Rani Lakshmi Bai: What you must know about her

* Her original maiden name was Manikarnika. She was rechristened as Lakshmi Bai when she got married to Maharaja Gangadhar Rao Newalkar of Jhansi in 1834. Her father was an advisor in the Peshwa court.

* After her mother's demise when she was aged four, Manikarnika took to the ways of the Peshwa. She learnt how to wield a sword and took training in archery, shooting and the ancient gymnastics artform Mallakhamba.

* In in 1851, she gave birth to a boy who passed away four months later. The couple then adopted Rao's cousin's son, Anand Rao (later renamed as Damodar). in 1853, her husband passed away due to an illness. The British saw this as an opportunity to invoke the Doctrine of Lapse wherein a ruler's adopted son could not be proclaimed as the kingdom's heir. Lakshmi Bai challenge the British contention legally in vain and was granted an annual pension of Rs 60,000 until the great revolt of 1857 erupted.

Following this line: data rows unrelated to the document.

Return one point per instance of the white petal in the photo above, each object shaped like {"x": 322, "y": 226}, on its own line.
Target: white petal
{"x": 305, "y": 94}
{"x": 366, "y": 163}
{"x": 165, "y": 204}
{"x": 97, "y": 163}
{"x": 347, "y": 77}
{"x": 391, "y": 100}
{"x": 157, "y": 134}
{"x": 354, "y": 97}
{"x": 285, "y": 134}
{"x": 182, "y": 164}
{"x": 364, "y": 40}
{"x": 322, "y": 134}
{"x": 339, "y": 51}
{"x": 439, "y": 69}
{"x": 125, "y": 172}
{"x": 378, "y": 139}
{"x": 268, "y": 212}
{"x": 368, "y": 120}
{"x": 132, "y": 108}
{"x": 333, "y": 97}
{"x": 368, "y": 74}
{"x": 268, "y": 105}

* During the 1857-58 mutiny, Lakshmi Bai resisted the British East India Company forces strongly for two weeks but was forced to vacate the city along with her trusted aides. She along with Tantia Tope and Nana Sahib went on the mount a successful assault on the fortress of Gwalior in Madhya Pradesh. In his notes, Sir Hugh Rose, who led the British forces against Laxmi Bai, termed her a man among mutineers.

* She met her end on June 17, 1958, when the British managed to corner her on the battlefield. She died fighting in the battle of Kotah-ki Sarai. Her's tomb is situated in Gwalior's Phool Bagh area. In his report, Sir Hugh Rose summed up that she was remarkable for her bravery, cleverness, and perseverance. Stating that her generosity to her subordinates was unbounded, Rose noted that these qualities, combined with her rank, made her the most dangerous of all the rebel leaders.